Rapordaki bulgular, ekonomide yaşanan bütün zorluklara rağmen, yeniden yapılandırılmış bankacılık sektörünün, önümüzdeki yıllarda da Türkiye ekonomisinin güçlü ve stratejik bir lokomotifi olmaya devam edeceğini ortaya koydu.

Rapora göre, 2009 yılında küresel gelişmeler makro ekonomik dengeleri olumsuz etkilemeye devam ederken, bünyesinde yüksek oranda, özellikle de yabancı para cinsinden borç bulunduran şirketler zorlanırken, finansman olanakları güçleşecek, maliyetleri ise yükselecek. Mali açıdan güçlü şirketlerin zayıf olanları satın almasıyla konsolidasyon süreci yaşanacak.

Yerel seçimlere kadar olan dönemde kamu yatırımları ve harcamaları nedeniyle belli sektörlerde yavaşlamanın etkileri daha az hissedilebilecek. Ancak seçimlerden sonra harcamalar küresel finans sektöründeki duruma bağlı olacak.

Yatırım ve harcamaların azalması ile finans sektörünün karlılığı da azalacak. Yavaşlayan gelir artış hızının da etkisiyle, finans sektöründe operasyonel maliyetleri düşürmeye yönelik çalışmalar önem kazanacak.

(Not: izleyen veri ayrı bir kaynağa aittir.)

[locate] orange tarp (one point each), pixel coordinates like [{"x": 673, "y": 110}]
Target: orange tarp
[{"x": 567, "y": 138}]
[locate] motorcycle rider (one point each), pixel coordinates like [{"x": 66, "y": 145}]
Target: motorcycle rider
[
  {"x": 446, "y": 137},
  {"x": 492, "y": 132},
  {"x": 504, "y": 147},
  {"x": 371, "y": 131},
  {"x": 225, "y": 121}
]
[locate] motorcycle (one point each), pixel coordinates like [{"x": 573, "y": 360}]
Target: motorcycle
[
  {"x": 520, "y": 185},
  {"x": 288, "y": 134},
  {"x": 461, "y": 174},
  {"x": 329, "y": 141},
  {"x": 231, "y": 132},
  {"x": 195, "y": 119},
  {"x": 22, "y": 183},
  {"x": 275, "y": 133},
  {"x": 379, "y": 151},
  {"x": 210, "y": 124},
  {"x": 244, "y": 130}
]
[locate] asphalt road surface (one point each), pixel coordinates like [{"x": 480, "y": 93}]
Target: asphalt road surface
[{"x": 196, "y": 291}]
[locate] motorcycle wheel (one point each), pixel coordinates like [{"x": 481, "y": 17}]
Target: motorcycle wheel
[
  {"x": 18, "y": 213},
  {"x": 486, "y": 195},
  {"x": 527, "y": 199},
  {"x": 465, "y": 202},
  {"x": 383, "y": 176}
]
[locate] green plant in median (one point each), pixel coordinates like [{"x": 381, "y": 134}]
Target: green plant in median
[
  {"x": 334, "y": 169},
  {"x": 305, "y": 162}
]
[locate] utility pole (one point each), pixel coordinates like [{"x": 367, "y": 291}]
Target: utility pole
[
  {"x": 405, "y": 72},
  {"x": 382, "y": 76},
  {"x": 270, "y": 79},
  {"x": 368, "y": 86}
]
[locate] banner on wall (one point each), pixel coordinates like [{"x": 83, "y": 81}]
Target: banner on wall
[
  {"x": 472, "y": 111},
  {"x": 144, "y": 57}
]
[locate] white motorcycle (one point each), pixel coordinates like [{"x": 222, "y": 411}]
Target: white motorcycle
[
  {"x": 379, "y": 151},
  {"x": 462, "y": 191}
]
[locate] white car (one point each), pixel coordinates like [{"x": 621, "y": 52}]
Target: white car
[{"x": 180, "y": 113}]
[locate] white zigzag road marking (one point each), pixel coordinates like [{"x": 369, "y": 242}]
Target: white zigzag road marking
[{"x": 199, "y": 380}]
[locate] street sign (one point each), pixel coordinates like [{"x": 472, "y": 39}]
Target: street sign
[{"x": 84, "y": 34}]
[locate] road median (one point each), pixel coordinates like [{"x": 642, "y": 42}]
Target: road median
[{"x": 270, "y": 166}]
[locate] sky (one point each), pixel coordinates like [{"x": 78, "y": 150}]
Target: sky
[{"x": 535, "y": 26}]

Finans sektörünün "güçlü" konumu, Türkiye için de avantaj sağlarken, finansman temini ve maliyetinde yaşanacak olumlu gelişmeler, bir bütün olarak Türkiye ekonomisinin küresel durgunluk nedeniyle yaşayacağı kayıpları asgari düzeyde tutacak. Orta ve uzun vadede ise, küresel düzeyde güçlenmiş bir finans sektörü ile Türkiye'nin ciddi kazanımlar elde etmesi mümkün olacak.

"Finans sektörü daha etkin ve saygın bir konuma kavuşacak"

Deloitte Türkiye Danışmanlık Ortağı Ayşe Epikman, rapora ilişkin şu değerlendirmelerde bulundu:

"Türkiye'de finans sektörünün bütün alanlarında son yıllarda oldukça hızlı bir gelişme ve büyüme görülüyor. Yaşanan bu hızlı büyüme, gelişmiş ülke ekonomilerindeki büyümenin aksine risk yönetimi ve kurumsal yönetişim esaslarına uygun bir şekilde gerçekleşti. Bu nedenle, halen yaşanmakta olan küresel mali kriz, ülkemiz finans sektörünü yurt dışındaki örneklere kıyasla daha sınırlı bir düzeyde etkiledi.

Finans ve bankacılık kurumlarımız, özellikle aktif kaliteleri, sermaye yeterlilikleri, likidite oranları ve kriz yönetiminde tecrübeli yöneticileri ile öne çıkıyor. Doğru politikalar uygulandığı takdirde, kriz ertesinde finans sektörümüz küresel düzeyde daha etkin ve saygın bir konuma kavuşacaktır."